18F-XTRA PET for Enhanced Imaging of the Extrathalamic α4β2 Nicotinic Acetylcholine Receptor

Abstract

Reduced density of the α4β2 nicotinic acetylcholine receptor (α4β2-nAChR) in the cortex and hippocampus of the human brain has been reported in aging and patients with neurodegenerative disease. This study assessed the pharmacokinetic behavior of ¹⁸F-(-)-JHU86428 (¹⁸F-XTRA), a new radiotracer for in vivo PET imaging of the α4β2-nAChR, particularly in extrathalamic regions of interest in which the α4β2-nAChR is less densely expressed than in thalamus. ¹⁸F-XTRA was also used to evaluate the α4β2-nAChR in the hippocampus in human aging. Methods: Seventeen healthy nonsmoker adults (11 men, 6 women; age, 30-82 y) underwent PET neuroimaging over 90 or 180 min in a high-resolution research tomograph after bolus injection of ¹⁸F-XTRA. Methods to quantify binding of ¹⁸F-XTRA to the α4β2-nAChR in the human brain were compared, and the relationship between age and binding in the hippocampus was tested. Results:¹⁸F-XTRA rapidly entered the brain, and time-activity curves peaked within 10 min after injection for extrathalamic regions and at approximately 70 min in the thalamus. The 2-tissue-compartment model (2TCM) predicted the regional time-activity curves better than the 1-tissue-compartment model, and total distribution volume (V_T) was well identified by the 2TCM in all ROIs. V_T values estimated using Logan analysis with metabolite-corrected arterial input were highly correlated with those from the 2TCM in all regions, and values from 90-min scan duration were on average within 5% of those values from 180 min of data. Parametric images of V_T were consistent with the known distribution of the α4β2-nAChR across the brain. Finally, an inverse correlation between V_T in the hippocampus and age was observed.
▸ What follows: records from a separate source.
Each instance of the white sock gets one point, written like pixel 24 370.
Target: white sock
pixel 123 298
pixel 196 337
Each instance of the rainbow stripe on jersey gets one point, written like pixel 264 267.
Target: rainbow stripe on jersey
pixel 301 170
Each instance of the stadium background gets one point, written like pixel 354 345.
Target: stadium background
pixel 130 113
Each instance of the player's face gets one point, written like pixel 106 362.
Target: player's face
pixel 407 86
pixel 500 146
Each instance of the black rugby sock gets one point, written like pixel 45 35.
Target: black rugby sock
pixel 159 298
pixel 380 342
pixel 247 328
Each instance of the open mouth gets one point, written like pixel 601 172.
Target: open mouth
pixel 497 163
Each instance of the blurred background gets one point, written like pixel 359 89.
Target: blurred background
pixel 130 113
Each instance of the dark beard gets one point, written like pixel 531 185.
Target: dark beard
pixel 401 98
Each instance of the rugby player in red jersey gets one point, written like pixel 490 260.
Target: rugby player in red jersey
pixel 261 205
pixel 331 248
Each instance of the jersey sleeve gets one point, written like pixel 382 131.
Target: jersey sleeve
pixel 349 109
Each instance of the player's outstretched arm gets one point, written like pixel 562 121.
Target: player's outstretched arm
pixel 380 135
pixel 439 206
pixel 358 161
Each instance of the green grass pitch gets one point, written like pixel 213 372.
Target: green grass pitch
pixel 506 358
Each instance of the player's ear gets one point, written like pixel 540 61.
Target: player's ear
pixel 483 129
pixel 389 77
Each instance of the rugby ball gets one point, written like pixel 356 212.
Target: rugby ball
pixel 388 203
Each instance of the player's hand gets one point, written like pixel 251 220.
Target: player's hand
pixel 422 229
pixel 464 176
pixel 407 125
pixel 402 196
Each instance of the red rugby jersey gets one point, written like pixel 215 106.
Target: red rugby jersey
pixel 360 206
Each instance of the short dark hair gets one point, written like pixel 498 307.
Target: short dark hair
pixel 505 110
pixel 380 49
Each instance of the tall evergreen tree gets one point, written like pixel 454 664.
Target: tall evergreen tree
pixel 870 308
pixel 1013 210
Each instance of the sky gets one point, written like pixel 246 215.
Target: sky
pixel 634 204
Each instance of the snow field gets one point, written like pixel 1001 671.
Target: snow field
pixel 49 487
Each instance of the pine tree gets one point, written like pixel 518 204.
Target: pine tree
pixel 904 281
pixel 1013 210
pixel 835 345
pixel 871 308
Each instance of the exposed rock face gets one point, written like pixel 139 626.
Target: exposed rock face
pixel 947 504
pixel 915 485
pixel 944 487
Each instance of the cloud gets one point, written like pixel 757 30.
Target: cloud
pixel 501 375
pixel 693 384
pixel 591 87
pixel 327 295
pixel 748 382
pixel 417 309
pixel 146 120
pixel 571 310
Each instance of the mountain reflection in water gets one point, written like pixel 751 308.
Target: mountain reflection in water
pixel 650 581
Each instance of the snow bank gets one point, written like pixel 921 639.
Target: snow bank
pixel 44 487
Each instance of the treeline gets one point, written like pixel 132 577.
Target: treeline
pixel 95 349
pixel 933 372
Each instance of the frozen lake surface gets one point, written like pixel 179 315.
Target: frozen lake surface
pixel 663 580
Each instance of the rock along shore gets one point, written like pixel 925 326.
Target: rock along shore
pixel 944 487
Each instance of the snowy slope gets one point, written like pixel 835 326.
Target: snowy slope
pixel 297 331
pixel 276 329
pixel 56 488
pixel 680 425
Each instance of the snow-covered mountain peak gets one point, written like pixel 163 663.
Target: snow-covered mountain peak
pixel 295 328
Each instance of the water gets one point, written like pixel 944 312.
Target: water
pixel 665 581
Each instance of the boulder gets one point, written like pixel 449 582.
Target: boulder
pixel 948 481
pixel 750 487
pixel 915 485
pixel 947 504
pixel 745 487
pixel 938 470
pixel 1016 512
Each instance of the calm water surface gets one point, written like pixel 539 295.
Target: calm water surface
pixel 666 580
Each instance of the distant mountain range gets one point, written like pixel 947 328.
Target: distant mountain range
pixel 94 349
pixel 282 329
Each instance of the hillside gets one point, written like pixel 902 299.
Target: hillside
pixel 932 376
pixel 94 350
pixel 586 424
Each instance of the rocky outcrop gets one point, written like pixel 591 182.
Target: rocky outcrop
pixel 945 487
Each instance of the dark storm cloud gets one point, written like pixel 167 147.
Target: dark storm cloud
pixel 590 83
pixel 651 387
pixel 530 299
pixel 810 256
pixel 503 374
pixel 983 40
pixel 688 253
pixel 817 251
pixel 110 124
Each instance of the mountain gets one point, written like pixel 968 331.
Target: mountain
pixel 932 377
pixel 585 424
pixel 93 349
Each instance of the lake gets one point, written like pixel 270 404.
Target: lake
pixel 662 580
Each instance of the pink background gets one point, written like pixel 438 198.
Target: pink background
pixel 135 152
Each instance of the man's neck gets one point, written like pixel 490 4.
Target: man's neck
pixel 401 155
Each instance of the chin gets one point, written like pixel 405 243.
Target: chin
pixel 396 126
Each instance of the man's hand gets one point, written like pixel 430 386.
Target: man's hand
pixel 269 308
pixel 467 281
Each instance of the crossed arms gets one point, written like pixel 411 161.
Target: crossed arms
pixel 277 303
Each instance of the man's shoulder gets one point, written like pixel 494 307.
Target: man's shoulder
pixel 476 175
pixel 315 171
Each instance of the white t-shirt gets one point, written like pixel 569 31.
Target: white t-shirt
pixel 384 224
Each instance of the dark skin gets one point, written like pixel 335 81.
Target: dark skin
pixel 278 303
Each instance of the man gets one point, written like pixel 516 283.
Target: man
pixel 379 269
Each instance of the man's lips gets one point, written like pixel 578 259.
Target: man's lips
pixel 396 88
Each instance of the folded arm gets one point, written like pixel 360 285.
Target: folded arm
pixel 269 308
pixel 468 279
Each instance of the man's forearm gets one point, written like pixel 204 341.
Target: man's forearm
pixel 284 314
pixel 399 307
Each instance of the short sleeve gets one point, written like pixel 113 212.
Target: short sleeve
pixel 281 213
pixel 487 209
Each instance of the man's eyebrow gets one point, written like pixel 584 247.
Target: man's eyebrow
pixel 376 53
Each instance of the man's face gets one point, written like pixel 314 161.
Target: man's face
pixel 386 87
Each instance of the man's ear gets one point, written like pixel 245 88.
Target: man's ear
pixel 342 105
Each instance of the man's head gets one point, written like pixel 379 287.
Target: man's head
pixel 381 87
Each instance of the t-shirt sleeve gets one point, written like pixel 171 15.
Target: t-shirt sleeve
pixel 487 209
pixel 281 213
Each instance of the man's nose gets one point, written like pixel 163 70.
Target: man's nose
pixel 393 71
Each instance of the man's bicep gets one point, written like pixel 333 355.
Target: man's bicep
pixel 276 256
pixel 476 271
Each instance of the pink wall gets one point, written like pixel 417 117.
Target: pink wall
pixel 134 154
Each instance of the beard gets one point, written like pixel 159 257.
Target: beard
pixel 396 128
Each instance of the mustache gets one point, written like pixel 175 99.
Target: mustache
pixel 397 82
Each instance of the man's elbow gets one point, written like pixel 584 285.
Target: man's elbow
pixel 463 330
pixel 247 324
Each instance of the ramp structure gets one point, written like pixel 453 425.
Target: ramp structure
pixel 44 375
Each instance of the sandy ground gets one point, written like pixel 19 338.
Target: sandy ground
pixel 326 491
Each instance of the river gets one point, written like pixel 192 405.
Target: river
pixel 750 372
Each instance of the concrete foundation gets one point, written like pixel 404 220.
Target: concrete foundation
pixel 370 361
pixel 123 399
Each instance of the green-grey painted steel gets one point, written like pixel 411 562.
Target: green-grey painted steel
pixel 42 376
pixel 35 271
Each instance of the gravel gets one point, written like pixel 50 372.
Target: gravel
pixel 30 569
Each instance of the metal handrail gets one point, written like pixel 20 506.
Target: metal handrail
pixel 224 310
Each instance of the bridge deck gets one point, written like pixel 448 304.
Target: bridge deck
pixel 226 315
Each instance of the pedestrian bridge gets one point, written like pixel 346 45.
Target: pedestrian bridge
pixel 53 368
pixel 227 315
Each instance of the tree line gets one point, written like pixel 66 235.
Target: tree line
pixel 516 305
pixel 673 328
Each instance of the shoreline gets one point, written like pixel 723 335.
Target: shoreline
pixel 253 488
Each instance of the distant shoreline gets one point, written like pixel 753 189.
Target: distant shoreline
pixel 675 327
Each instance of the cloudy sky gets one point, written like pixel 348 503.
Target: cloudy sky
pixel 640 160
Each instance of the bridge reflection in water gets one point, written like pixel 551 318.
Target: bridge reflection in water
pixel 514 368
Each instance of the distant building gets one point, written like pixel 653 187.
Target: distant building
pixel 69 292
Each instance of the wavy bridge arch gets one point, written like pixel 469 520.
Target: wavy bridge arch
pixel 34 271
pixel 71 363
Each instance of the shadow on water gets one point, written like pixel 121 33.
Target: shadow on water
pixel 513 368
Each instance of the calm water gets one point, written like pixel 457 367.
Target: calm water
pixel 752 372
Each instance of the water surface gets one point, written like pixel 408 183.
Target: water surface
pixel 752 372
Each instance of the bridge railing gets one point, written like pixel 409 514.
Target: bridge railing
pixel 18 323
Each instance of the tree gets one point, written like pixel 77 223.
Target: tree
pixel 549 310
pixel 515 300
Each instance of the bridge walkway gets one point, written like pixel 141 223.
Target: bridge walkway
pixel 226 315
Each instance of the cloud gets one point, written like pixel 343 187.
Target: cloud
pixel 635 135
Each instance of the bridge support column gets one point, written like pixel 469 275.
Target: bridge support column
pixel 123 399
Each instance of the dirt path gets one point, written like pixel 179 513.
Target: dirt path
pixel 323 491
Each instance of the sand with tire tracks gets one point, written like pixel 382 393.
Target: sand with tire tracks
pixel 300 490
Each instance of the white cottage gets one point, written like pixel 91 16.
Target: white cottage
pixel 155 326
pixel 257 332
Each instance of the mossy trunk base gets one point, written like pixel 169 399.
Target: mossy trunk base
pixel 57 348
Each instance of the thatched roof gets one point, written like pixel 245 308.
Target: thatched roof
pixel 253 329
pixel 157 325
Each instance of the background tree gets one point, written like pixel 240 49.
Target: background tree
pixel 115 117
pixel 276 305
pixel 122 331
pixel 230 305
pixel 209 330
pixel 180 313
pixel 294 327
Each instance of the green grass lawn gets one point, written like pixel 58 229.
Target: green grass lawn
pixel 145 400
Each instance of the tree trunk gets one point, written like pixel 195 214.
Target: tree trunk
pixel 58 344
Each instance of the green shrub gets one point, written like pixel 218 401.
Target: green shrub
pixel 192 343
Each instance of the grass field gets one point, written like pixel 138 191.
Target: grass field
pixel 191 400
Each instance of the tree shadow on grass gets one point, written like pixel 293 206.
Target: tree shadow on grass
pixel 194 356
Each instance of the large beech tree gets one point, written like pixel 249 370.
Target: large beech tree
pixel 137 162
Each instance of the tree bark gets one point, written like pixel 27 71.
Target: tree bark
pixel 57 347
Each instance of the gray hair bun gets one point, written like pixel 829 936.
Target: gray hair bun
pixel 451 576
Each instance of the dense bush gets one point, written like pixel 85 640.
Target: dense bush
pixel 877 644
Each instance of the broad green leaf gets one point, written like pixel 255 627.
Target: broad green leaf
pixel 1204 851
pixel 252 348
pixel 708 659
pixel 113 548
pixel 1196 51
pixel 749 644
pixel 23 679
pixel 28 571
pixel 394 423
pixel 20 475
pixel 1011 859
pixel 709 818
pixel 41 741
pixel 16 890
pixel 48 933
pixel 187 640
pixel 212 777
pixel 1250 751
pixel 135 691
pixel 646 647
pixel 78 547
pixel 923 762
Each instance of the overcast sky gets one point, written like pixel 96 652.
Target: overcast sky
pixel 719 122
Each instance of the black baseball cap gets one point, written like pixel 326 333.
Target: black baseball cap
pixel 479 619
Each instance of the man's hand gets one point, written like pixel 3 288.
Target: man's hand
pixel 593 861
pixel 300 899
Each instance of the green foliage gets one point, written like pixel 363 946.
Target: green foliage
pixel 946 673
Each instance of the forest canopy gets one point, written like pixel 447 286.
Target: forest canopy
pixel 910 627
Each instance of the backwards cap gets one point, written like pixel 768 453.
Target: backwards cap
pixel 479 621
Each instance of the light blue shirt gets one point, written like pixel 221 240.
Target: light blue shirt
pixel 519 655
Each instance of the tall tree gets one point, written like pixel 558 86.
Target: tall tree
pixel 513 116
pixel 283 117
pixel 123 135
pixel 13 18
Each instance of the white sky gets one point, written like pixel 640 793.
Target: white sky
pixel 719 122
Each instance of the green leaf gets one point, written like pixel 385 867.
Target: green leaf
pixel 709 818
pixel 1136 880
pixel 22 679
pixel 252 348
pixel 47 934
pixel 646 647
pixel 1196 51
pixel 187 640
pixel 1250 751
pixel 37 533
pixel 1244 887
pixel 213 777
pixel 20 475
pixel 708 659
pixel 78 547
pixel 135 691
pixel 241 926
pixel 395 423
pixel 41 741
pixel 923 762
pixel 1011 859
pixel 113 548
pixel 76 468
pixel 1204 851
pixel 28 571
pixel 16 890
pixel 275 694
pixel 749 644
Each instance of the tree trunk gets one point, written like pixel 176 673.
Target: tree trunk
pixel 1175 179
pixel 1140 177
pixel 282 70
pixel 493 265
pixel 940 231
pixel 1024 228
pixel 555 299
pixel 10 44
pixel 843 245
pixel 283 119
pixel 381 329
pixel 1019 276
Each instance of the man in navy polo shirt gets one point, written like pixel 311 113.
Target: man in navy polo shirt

Conclusion: Our results extend support for use of ¹⁸F-XTRA with 90 min of emission scanning in quantitative human neuroimaging of the extrathalamic α4β2-nAChR, including in studies of aging.

Keywords: 18F-XTRA; PET imaging; healthy aging; nicotinic acetylcholine receptor.

FIGURE 1.

Time–activity curves from ¹⁸F-XTRA imaging in a representative subject who underwent 180 min of continuous emission imaging. (A) Radioactivity curves in total plasma and in the portion of unmetabolized ¹⁸F-XTRA parent are shown with activity shown as percentages of injected dose per mL plasma normalized to body weight in grams (SUV%). (B) Radioactivity curves spanning 180 min in 10 ROIs are shown. Time–activity curves are shown as percentages of injected dose per cm³ tissue normalized to body weight in grams (SUV%). (C) The 2TCM showed better fit to observed tissue time–activity curves than the 1TCM in all ROIs. Observed activity (data in shapes) and model curves (solid curve, 2TCM; dotted curve, 1TCM) over 90 min from thalamus, frontal cortex, and corpus callosum are shown. CTX = cortex.

FIGURE 2.

Comparison between ¹⁸F-XTRA regional V_T values using 2TCM and Logan graphical analysis using 90-min data from 17 healthy individuals. After exclusion of outlier thalamic data from 1 individual, regional V_T values from 2TCM were highly correlated with those from the Logan method (Spearman rho = 0.986, P = 0.000). Results from secondary regression analysis are also shown. V_T is in units of mL cm⁻³.

FIGURE 3.

Assessment of relative stability in ¹⁸F-XTRA regional V_T values from 180 min of data compared with values produced from truncated (by 5-min intervals down to 90 min) scan duration. Data from 7 healthy individuals who underwent 180-min emission scans were included. V_T estimates are in units of mL cm⁻³. Percentage of absolute difference between V_T values from 180 min of data and V_T values from shortened scan duration are plotted for each of the 10 ROIs. CTX = cortex.

FIGURE 4.

Parametric images of V_T of ¹⁸F-XTRA, estimated using Logan graphical analysis with metabolite-corrected arterial input function and 90-min data from 1 representative healthy participant. Transaxial views of PET/MR images demonstrate high V_T values in thalamus and lower V_T values in other cortical and subcortical regions. There is no apparent region without binding of ¹⁸F-XTRA.